Staff B was interviewed on 8/04/10 at 1:05 PM. He stated he was a third year Family Practice resident. He stated he was on call for obstetrics at the hospital on 7/25/10. He stated he did not remember Patient #7 well. He said he had not seen her. He reviewed the medical record. He stated Patient #7 was not having contractions. He stated he would look for vaginal bleeding but said nothing was documented regarding bleeding. He stated Patient #7's abdominal injury was not evaluated. He stated he did not remember what verbal report he got from Staff A when he spoke to her. He stated it seemed like something more should have been done for the patient.
A form titled "MEDICAL SCREENING EXAMS IN LABOR & DELIVERY," dated 4/09/10, outlined Staff A's privileges in relation to MSEs. All of the privileges for the RN related to the assessment of labor and the health of the fetus. No privileges had been granted allowing Staff A to evaluate other medical conditions as part of an MSE. This was confirmed by interview with the Director of the Women's Unit on 8/04/10 at 7:25 PM.

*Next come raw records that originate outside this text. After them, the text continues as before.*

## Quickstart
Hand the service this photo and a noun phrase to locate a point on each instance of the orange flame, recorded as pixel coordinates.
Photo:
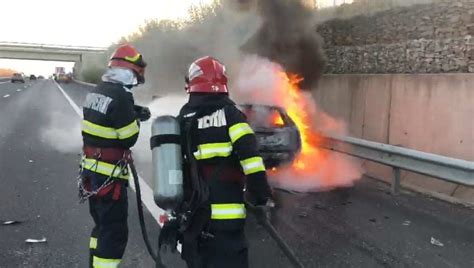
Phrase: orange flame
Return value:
(298, 107)
(276, 119)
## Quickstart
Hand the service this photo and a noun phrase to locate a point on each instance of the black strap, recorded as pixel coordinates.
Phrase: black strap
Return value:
(158, 140)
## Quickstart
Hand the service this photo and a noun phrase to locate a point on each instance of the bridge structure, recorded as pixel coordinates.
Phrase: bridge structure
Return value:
(51, 52)
(47, 52)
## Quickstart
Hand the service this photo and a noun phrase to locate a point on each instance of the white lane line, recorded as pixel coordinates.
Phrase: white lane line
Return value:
(147, 192)
(71, 102)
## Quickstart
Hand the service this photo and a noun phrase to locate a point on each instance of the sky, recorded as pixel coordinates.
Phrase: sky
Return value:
(95, 23)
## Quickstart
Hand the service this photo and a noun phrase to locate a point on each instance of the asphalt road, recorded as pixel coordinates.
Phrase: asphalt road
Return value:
(362, 226)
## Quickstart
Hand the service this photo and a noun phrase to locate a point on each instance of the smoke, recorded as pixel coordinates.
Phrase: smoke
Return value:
(62, 134)
(265, 82)
(281, 30)
(287, 36)
(167, 105)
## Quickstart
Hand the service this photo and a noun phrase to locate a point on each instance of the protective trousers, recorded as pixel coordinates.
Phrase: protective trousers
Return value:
(227, 249)
(110, 233)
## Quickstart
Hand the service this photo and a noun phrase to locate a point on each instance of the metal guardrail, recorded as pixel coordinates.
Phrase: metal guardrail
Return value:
(441, 167)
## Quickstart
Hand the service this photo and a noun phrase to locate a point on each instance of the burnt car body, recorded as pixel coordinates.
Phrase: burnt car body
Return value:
(278, 137)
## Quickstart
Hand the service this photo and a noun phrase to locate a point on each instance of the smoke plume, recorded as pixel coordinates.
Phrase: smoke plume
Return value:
(264, 82)
(287, 36)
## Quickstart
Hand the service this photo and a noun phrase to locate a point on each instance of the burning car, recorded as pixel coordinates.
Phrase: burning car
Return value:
(278, 137)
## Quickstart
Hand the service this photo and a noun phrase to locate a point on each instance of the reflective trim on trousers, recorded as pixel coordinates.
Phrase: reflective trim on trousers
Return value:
(228, 211)
(252, 165)
(98, 262)
(239, 130)
(93, 243)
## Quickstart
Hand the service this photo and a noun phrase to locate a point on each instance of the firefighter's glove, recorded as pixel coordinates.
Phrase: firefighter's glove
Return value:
(263, 212)
(143, 113)
(169, 235)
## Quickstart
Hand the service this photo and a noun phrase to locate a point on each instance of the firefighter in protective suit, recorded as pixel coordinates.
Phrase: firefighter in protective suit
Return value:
(224, 148)
(109, 129)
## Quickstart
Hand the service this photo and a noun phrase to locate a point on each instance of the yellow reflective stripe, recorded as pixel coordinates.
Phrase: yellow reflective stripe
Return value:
(128, 131)
(105, 263)
(133, 59)
(99, 131)
(104, 168)
(252, 165)
(210, 150)
(238, 130)
(228, 211)
(93, 243)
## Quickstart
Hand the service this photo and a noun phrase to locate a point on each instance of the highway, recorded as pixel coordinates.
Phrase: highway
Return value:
(361, 226)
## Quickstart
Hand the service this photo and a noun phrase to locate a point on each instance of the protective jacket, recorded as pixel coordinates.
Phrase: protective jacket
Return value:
(221, 139)
(109, 122)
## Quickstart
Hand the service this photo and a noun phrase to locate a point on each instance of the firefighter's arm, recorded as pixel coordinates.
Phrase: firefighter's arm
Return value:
(124, 119)
(244, 145)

The policy "Triage of Obstetrical Patient," dated 4/10, stated "If patient has been ruled out for labor but has other issues then the patient must be seen by either the OB physician or resident for these issues. If unseen by the OB physician then the patient should be transferred to the ED, after notifying the Nursing Supervisor. If patient does not wish to be seen by the ED then they must sign a waiver form and the nurse must document offer and refusal."
The Director of Quality and Risk Management was interviewed on 8/06/10 at 8:20 AM. She confirmed the policy "Triage of Obstetrical Patient" required further evaluation of patients who have other medical issues. She stated the policy was not followed in the case of Patient #7.
Hospital staff failed to provide a complete MSE to Patient #7.